A landslide of COM7’s price on that day was due to the report that Apple Inc. had cut its fiscal revenue forecast from $89-$93 billion to $84 billion, claiming that the decline was due to the economic slowdown in China. The news reflected bad sentiment to COM7 as a seller of Apple’s products, causing a panic in the market even though it may have been a short negative sentiment.

The cut in revenue forecast by Apple may be one of the many factors, that causes the once top pick in Thailand’s tech group, COM7, to fall. After checking COM7 historical trading, it is evident that a selloff had occurred even before the forecast cut by Apple.

 

The selloff started in the middle of December 2018 from ฿19.80/share on December 13, 2018, and then the share continued to slide to ฿13.50/share on January 4, 2019.

Is it possible that the selloff was done by proprietary trading or major shareholders, who were willing to cut loss before everything went down to zero, because a selloff from individuals would not have damaged COM7 to plunge more than 31% in three weeks.

The incident that is happening now is similar to the one in 2016. The share price of COM7 was reaching higher and higher each day, but a sudden selloff came from the company’s three major shareholders and some other shareholders that decided to sell a total of 60 million shares, totaling 5% of its paid-up capital at an average price of ฿12.75/share.
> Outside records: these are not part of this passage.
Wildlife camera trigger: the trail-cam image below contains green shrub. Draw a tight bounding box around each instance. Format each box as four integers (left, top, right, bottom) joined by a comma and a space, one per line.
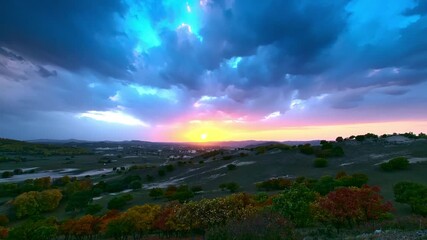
149, 188, 164, 199
227, 164, 237, 171
314, 158, 328, 168
1, 171, 13, 178
380, 157, 409, 171
272, 184, 317, 227
107, 194, 133, 210
164, 185, 194, 203
165, 164, 175, 172
394, 181, 427, 216
256, 178, 293, 191
158, 169, 166, 177
0, 215, 9, 226
191, 185, 203, 192
299, 144, 314, 155
85, 204, 103, 215
129, 180, 142, 190
145, 175, 154, 182
219, 182, 240, 193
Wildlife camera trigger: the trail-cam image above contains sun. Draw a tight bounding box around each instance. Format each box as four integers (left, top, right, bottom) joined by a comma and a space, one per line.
200, 133, 208, 141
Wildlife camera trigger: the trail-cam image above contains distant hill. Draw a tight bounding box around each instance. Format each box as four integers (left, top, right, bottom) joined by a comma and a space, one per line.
28, 139, 91, 144
26, 138, 321, 148
0, 138, 90, 156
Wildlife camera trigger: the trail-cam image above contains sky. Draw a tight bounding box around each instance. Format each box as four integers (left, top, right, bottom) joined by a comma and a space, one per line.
0, 0, 426, 142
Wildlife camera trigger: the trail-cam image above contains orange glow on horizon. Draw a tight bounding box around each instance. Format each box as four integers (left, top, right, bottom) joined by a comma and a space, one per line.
161, 120, 427, 143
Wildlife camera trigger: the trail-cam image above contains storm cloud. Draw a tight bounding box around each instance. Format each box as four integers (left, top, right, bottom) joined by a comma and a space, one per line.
0, 0, 426, 140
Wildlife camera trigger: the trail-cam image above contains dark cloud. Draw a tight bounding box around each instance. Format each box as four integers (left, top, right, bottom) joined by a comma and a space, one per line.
1, 0, 427, 140
0, 0, 133, 79
37, 66, 57, 78
0, 47, 24, 61
202, 1, 349, 59
137, 0, 349, 90
404, 0, 427, 15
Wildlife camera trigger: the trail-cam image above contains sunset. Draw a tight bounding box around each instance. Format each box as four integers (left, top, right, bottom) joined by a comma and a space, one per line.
1, 0, 426, 142
1, 1, 427, 239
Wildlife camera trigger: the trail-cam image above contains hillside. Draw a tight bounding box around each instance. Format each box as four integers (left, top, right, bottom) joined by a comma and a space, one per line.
0, 133, 427, 239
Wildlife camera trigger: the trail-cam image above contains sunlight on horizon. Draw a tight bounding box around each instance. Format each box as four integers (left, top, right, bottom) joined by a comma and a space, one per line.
165, 120, 427, 143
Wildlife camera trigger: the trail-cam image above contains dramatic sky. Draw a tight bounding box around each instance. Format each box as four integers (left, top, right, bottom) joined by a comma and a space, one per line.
1, 0, 427, 142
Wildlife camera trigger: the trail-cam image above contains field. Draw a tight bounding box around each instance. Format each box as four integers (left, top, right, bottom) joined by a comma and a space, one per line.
1, 135, 427, 239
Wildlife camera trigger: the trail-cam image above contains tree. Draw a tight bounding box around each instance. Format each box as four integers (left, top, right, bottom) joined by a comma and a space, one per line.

The reason for the selloff was to increase liquidity in the market.

 

The situation is contradictory with COM7’s strong revenue in the past quarters. The company is a major retail IT vendor in Thailand with a total of 518 branches including BaNANA, Studio7 and BKK. In the 3Q18 financial statement, 59% of its revenue was from mobile phone sectors, while IT products gave 21%, accessories yielded 16% and services granted 4%.
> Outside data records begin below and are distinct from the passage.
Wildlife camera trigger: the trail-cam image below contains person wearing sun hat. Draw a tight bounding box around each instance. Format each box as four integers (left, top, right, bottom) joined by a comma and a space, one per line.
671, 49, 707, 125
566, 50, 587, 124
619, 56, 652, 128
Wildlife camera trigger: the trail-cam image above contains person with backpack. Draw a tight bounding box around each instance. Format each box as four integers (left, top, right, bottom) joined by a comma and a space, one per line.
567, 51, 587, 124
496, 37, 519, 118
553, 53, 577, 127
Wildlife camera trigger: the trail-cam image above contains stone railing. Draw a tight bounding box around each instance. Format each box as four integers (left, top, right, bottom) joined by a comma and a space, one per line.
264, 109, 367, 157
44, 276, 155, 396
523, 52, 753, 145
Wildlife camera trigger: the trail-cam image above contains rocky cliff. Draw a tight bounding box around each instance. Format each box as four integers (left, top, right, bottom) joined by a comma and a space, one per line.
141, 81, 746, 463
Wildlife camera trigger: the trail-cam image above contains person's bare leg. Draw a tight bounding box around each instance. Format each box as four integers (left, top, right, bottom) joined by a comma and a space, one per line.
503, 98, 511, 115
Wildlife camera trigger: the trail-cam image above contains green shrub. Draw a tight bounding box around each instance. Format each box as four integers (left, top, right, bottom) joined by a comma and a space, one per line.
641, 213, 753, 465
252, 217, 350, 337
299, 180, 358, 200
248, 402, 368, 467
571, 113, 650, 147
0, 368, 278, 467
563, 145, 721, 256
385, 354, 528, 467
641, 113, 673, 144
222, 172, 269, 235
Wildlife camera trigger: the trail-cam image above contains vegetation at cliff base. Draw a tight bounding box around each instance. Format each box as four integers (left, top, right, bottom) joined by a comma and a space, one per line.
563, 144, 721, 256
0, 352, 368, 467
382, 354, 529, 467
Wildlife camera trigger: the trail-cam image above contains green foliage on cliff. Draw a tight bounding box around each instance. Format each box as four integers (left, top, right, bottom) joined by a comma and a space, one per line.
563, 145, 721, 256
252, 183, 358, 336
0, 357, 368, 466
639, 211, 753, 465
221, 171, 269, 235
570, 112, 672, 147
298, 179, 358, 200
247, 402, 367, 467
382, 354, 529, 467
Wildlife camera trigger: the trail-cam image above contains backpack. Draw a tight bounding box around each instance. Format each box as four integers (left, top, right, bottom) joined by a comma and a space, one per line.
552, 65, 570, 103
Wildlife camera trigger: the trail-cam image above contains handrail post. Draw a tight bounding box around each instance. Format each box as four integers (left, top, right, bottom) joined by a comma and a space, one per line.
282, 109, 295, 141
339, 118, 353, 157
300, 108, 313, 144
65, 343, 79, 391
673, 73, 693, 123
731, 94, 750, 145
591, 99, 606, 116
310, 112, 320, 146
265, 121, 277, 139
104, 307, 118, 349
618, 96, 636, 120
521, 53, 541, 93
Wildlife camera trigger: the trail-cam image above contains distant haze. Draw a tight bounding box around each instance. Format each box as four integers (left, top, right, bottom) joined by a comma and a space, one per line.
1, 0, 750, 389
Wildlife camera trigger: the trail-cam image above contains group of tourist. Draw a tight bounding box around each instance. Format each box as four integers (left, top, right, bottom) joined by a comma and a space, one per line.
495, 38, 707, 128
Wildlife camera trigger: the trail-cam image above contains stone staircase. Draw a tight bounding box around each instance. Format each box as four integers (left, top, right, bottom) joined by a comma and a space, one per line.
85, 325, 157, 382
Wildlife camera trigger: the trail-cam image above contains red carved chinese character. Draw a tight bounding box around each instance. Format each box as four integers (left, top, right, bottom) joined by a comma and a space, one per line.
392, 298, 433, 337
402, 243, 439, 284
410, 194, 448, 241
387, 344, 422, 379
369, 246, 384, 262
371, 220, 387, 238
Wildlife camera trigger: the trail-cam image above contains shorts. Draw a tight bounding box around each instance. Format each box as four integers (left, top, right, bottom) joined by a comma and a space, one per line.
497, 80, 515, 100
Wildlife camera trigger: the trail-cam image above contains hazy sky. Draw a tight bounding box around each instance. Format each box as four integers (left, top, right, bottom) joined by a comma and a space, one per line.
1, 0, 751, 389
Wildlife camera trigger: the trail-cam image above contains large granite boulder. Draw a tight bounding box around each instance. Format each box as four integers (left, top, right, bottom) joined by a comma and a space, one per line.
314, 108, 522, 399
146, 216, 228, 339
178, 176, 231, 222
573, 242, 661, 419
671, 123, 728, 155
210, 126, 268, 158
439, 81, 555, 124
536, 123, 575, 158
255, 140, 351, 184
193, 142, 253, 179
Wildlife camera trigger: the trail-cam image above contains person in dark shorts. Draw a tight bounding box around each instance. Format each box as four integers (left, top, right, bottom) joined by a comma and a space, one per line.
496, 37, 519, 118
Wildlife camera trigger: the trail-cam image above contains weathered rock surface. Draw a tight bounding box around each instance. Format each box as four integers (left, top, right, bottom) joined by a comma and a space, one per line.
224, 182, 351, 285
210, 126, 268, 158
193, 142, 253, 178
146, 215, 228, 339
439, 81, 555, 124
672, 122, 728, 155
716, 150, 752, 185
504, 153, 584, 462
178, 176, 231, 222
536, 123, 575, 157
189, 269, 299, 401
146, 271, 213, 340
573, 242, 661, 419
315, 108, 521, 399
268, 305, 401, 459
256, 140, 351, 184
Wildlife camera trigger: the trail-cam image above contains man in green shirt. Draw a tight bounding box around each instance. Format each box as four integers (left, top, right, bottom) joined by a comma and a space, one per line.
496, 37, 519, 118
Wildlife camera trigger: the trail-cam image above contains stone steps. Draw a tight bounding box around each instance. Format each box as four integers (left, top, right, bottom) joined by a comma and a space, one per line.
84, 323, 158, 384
By the looks of its structure, the share is still very strong and the decline should be only for a short period, unless it is a selloff from major shareholders that decided to abandon the ship before it is too late.

The latest report came on January 7, 2019, from COM7 saying that its executives “did not” sell COM7’s shares which leaves only proprietary trading as the prime suspect in this selloff.